You will now be expected to be a contributing member of your family and of your community. Make choices that will enable you to fulfill that expectation. Stop and look around you. This room is filled with people who love you. This event is staged by a community that has spent millions of dollars on you collectively to give you the best start in life it could muster. For eighteen years, you have held out your hand and someone has been there to help. The next time you hold out your hand, do it with the intent of helping someone else. It doesn't matter what you do: volunteer at the boys club; coach a little league team; serve on a municipal board; take an active role in your church. Before you go off to college, volunteer at a local soup kitchen; there's a real eye-opener. And do it not for what you will get out of it, but for what you will give to it. Visit your grandmother, all by yourself, because she loves you. Until now, all of these things have been directed by the adults in your life. As of today, you are the adult in your life. It's time for you to pick up that burden.

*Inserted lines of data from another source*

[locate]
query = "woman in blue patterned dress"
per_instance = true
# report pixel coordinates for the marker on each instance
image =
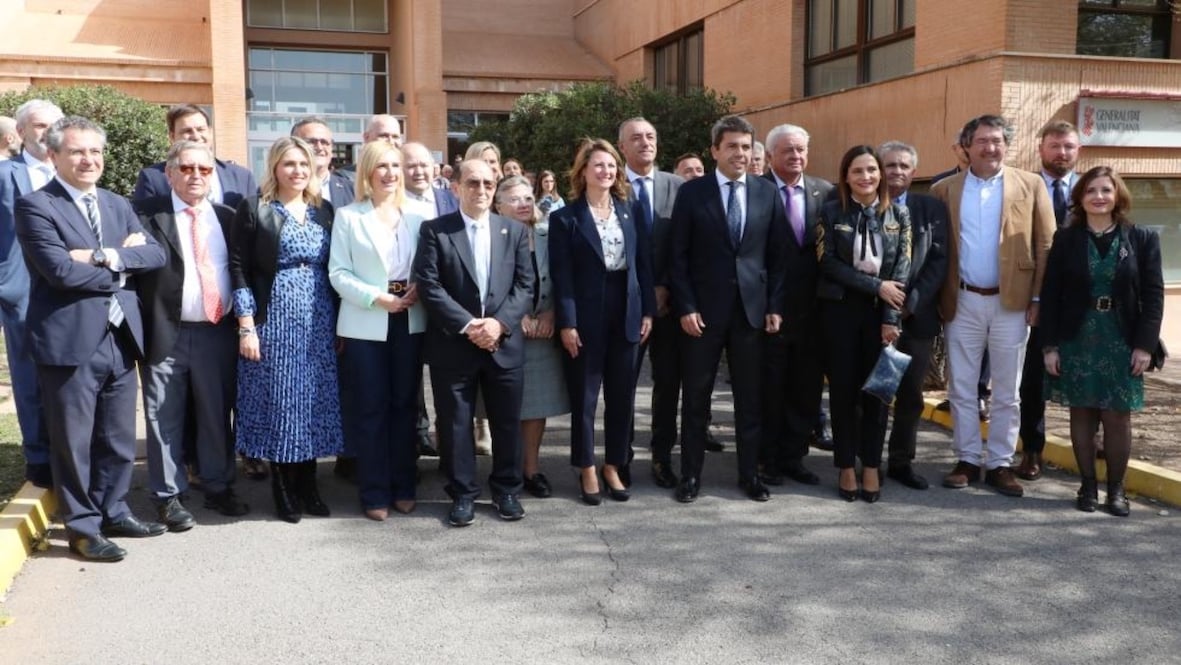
(288, 405)
(1102, 302)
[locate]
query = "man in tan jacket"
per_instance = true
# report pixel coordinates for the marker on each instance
(1002, 225)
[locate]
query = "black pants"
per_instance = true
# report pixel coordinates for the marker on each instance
(793, 386)
(1032, 428)
(853, 341)
(700, 356)
(908, 401)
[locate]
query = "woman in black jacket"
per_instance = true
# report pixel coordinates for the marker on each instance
(1102, 302)
(863, 246)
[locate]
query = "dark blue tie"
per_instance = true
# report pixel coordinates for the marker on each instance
(641, 195)
(733, 214)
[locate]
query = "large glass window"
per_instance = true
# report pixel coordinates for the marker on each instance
(856, 41)
(344, 15)
(679, 64)
(1128, 28)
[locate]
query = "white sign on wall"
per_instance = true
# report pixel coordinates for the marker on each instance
(1133, 123)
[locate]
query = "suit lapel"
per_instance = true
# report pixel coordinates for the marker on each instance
(586, 225)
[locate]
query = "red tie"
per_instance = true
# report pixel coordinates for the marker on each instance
(210, 295)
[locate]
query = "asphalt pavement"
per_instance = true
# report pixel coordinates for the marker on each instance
(922, 577)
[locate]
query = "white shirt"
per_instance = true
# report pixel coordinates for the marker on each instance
(39, 173)
(980, 207)
(193, 310)
(724, 186)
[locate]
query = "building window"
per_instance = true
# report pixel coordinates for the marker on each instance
(1126, 28)
(856, 41)
(679, 63)
(341, 15)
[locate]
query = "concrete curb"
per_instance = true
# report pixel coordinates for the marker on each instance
(24, 523)
(1143, 478)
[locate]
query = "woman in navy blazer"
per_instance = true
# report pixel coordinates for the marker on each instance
(600, 265)
(380, 325)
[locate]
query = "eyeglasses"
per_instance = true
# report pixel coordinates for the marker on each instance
(189, 169)
(472, 183)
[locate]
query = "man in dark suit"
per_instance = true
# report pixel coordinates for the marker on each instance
(190, 341)
(229, 183)
(726, 268)
(84, 246)
(334, 187)
(794, 376)
(25, 173)
(475, 278)
(920, 314)
(656, 190)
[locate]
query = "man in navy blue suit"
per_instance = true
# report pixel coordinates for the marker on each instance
(24, 174)
(83, 247)
(726, 269)
(230, 183)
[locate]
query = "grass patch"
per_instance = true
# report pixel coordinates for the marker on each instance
(12, 458)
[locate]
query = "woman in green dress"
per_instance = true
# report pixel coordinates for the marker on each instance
(1102, 302)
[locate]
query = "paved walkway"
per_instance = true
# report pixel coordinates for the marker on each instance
(934, 577)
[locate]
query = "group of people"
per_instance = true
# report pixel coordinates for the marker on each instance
(291, 320)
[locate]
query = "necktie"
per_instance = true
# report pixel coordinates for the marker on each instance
(210, 295)
(797, 221)
(481, 253)
(1059, 201)
(641, 195)
(113, 310)
(733, 214)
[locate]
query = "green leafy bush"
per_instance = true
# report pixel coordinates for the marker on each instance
(545, 128)
(136, 130)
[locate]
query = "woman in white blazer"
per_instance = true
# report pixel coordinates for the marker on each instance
(380, 326)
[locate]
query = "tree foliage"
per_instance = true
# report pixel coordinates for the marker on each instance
(545, 128)
(136, 130)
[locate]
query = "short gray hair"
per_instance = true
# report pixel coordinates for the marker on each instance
(899, 147)
(780, 131)
(174, 152)
(56, 135)
(33, 105)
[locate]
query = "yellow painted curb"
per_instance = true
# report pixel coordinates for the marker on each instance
(1142, 478)
(24, 522)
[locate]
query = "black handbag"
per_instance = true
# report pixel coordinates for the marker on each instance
(1159, 354)
(887, 373)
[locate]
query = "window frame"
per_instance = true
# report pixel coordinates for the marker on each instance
(862, 45)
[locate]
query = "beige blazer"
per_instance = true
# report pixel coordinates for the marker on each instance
(1026, 230)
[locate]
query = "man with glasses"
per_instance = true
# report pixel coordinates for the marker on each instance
(334, 187)
(475, 278)
(229, 183)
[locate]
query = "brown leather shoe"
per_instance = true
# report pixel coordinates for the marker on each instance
(963, 475)
(1003, 480)
(1030, 469)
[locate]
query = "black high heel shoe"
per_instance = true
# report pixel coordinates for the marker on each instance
(588, 499)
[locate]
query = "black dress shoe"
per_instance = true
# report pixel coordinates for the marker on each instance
(907, 476)
(508, 507)
(687, 490)
(798, 473)
(755, 489)
(463, 513)
(426, 447)
(227, 503)
(663, 475)
(132, 527)
(712, 444)
(174, 515)
(537, 484)
(589, 499)
(97, 548)
(40, 475)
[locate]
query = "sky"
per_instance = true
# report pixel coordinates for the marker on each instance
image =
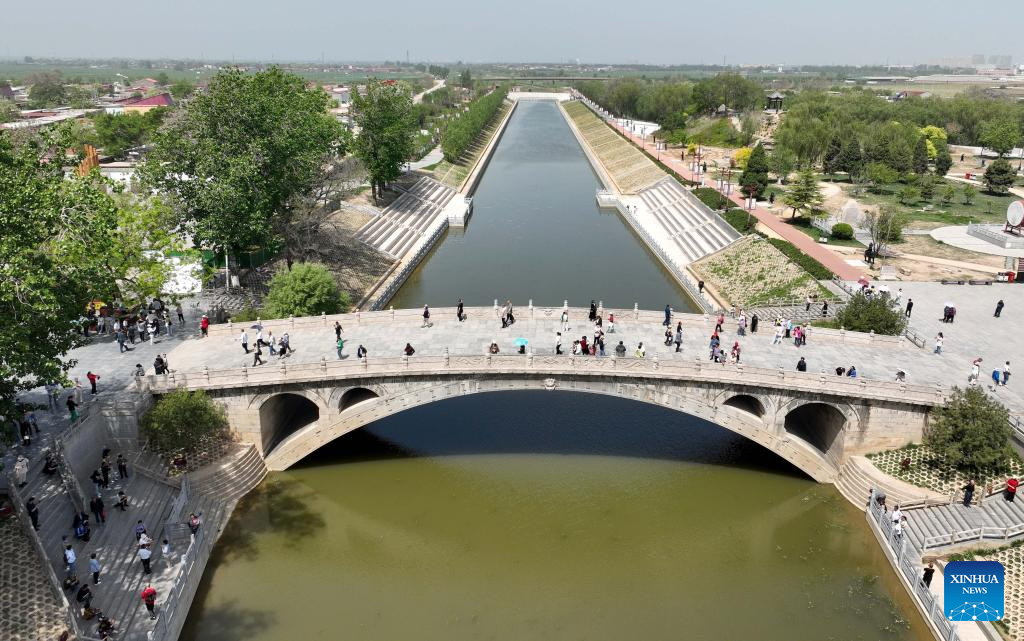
(791, 32)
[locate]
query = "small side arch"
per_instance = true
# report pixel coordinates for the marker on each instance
(354, 396)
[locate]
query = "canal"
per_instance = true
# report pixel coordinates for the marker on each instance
(539, 515)
(537, 232)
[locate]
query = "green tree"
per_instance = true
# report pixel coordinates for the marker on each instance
(305, 290)
(64, 242)
(999, 176)
(908, 195)
(880, 174)
(182, 420)
(46, 89)
(927, 186)
(969, 194)
(386, 138)
(754, 180)
(235, 156)
(119, 133)
(871, 314)
(885, 226)
(830, 160)
(971, 432)
(943, 161)
(921, 156)
(805, 195)
(1000, 135)
(851, 160)
(781, 161)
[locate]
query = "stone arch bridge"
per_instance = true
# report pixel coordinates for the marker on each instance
(815, 421)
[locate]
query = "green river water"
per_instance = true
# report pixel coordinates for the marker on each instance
(522, 516)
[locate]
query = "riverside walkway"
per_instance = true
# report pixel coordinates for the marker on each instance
(807, 245)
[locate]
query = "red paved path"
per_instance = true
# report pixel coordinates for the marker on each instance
(805, 243)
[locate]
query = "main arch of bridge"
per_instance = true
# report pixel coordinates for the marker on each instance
(814, 432)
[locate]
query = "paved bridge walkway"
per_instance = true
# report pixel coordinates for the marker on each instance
(385, 334)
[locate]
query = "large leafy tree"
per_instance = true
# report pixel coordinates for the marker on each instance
(805, 195)
(385, 139)
(232, 159)
(999, 176)
(971, 432)
(62, 242)
(306, 290)
(1000, 135)
(871, 314)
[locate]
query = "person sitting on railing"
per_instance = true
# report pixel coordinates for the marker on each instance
(50, 465)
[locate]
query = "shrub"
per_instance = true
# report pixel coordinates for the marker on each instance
(813, 267)
(842, 231)
(181, 419)
(866, 314)
(305, 290)
(971, 432)
(712, 199)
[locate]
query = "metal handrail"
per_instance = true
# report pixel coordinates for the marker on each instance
(549, 364)
(906, 557)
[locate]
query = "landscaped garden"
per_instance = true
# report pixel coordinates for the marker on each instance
(753, 271)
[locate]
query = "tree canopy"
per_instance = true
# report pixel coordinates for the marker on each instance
(385, 139)
(871, 314)
(64, 243)
(305, 290)
(232, 158)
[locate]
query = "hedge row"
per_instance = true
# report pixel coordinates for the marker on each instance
(461, 132)
(816, 269)
(740, 219)
(712, 198)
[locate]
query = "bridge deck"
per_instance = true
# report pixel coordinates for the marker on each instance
(384, 336)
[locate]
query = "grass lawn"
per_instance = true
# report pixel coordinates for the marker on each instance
(804, 225)
(986, 207)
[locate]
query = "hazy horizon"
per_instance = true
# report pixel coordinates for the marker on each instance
(787, 32)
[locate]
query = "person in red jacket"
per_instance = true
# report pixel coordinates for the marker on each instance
(150, 598)
(92, 380)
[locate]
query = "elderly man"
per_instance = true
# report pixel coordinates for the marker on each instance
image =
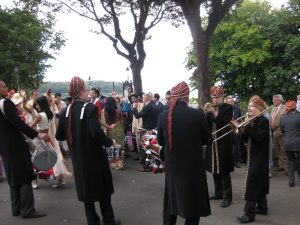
(182, 131)
(219, 155)
(257, 179)
(16, 157)
(148, 113)
(290, 127)
(31, 113)
(237, 113)
(79, 125)
(278, 140)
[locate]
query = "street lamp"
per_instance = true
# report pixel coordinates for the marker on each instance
(17, 76)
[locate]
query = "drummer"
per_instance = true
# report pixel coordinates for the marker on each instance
(16, 157)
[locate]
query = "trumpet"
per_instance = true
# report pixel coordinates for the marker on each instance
(234, 127)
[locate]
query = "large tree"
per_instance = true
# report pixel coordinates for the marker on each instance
(26, 43)
(202, 29)
(137, 17)
(255, 50)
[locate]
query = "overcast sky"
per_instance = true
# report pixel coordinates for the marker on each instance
(87, 54)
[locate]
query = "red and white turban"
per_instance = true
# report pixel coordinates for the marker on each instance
(179, 91)
(76, 85)
(290, 106)
(258, 102)
(216, 91)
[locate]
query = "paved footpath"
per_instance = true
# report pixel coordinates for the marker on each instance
(138, 201)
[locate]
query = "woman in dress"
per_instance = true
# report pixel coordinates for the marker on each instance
(113, 117)
(43, 122)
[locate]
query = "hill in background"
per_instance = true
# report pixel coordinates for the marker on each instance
(106, 87)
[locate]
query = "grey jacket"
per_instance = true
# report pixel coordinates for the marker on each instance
(290, 127)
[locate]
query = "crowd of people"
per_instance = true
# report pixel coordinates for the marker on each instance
(216, 138)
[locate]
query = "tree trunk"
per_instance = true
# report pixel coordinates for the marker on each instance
(202, 72)
(201, 45)
(136, 78)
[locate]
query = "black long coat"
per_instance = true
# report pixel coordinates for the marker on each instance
(257, 179)
(219, 155)
(92, 174)
(13, 147)
(186, 192)
(290, 127)
(149, 114)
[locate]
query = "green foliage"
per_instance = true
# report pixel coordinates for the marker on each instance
(256, 50)
(26, 43)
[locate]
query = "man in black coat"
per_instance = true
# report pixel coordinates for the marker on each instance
(219, 156)
(237, 113)
(16, 157)
(290, 127)
(79, 125)
(182, 131)
(149, 113)
(257, 179)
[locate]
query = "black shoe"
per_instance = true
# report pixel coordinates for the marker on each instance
(115, 222)
(216, 197)
(16, 213)
(278, 169)
(245, 219)
(34, 215)
(225, 203)
(144, 170)
(237, 165)
(291, 184)
(261, 212)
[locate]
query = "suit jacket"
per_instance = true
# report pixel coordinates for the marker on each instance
(92, 173)
(186, 192)
(138, 123)
(13, 148)
(160, 107)
(257, 179)
(290, 127)
(149, 114)
(280, 113)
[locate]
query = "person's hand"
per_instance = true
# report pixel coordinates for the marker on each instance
(44, 137)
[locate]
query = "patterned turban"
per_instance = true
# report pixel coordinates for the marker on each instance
(179, 91)
(76, 85)
(258, 102)
(216, 91)
(290, 106)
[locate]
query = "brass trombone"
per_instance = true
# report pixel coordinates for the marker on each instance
(236, 127)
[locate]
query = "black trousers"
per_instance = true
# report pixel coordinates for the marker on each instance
(106, 211)
(251, 206)
(223, 185)
(293, 164)
(171, 219)
(236, 147)
(22, 200)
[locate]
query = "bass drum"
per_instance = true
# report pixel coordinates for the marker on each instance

So far, I have laid a pretty heavy trip on you. And I need to make it a little heavier. ( we could still go back to the problems.) I need to talk to you about substance abuse. No, don't turn off yet. This is not the usual talk. Right now, at your age, everything you want to try seems to be contraband and life is a game of pushing the limit. But soon, life is going to pull a nasty trick on you. Before you know it, you're going to be twenty one and everything or nearly everything that was once forbidden will now be legal. You will be able to buy all that you want, all that you'll need, all that you can afford. Someone will sell it to you even if you can't afford it. What is illegal today will soon be socially acceptable, even socially expected when you're twenty one.. Your ability t o make wise choices will be sorely tested here. Everything I have mentioned so far--a good job, a loving relationship with spouse and children, respected standing in the community--all can be lost by making the wrong choices with mind-altering substances. Substance abuse is not limited to skid-row losers. Some smart people I know have ruined or nearly ruined their health and everything dear to them by letting alcohol control their lives. Sadly, many of you had a front-row seat to watch what should have been a sweet young family fall apart because someone you love made poor choices. You're the adult now. Make wise choices that have a better chance at success.

This graduation season is a very bittersweet time in your life. Ahead lie freedom and independence and self-direction. But to gain those things you have to give up all of the protection that goes with youth. You are better skilled than ever before in your life, but the challenges ahead are greater than ever. The rewards for success are richer; the penalties for failure are more severe. Tonight you are celebrating your success surrounded by all of the friends and family you hold dear. Sadly, this is the last time you will all be together. You are about to go out and conquer the world, but you will have to do it in new settings with new friends.
Is this scary? yes, it is. Can you do all of this? Yes, you can, if you make wise choices.

You asked a teacher to speak here tonight, you get a homework assignment. Your assignment is this: choose a profession you like, marry the right person forever, bear children you can raise, give back to your community and do it all with sobriety. This assignment is not graded AY or BEE. It's graded pass/fail, and failure is not an acceptable option.
I need to bring this talk to a close. You're here to get a diploma and I have more than used up my allotted time. One of the great delights in my life is running into former students, sometimes on the street or in a store, often as they deal with their own children and proving that there is justice in this world. If our paths cross again, please stop and say hello. And tell me how your homework assignment is going. If your life's path takes you far from Waterville, so be it. But remember that as you leave, the tug at your back is a tie to this city; follow it home whenever you need counsel or support.

Enough of this. You have choices to make.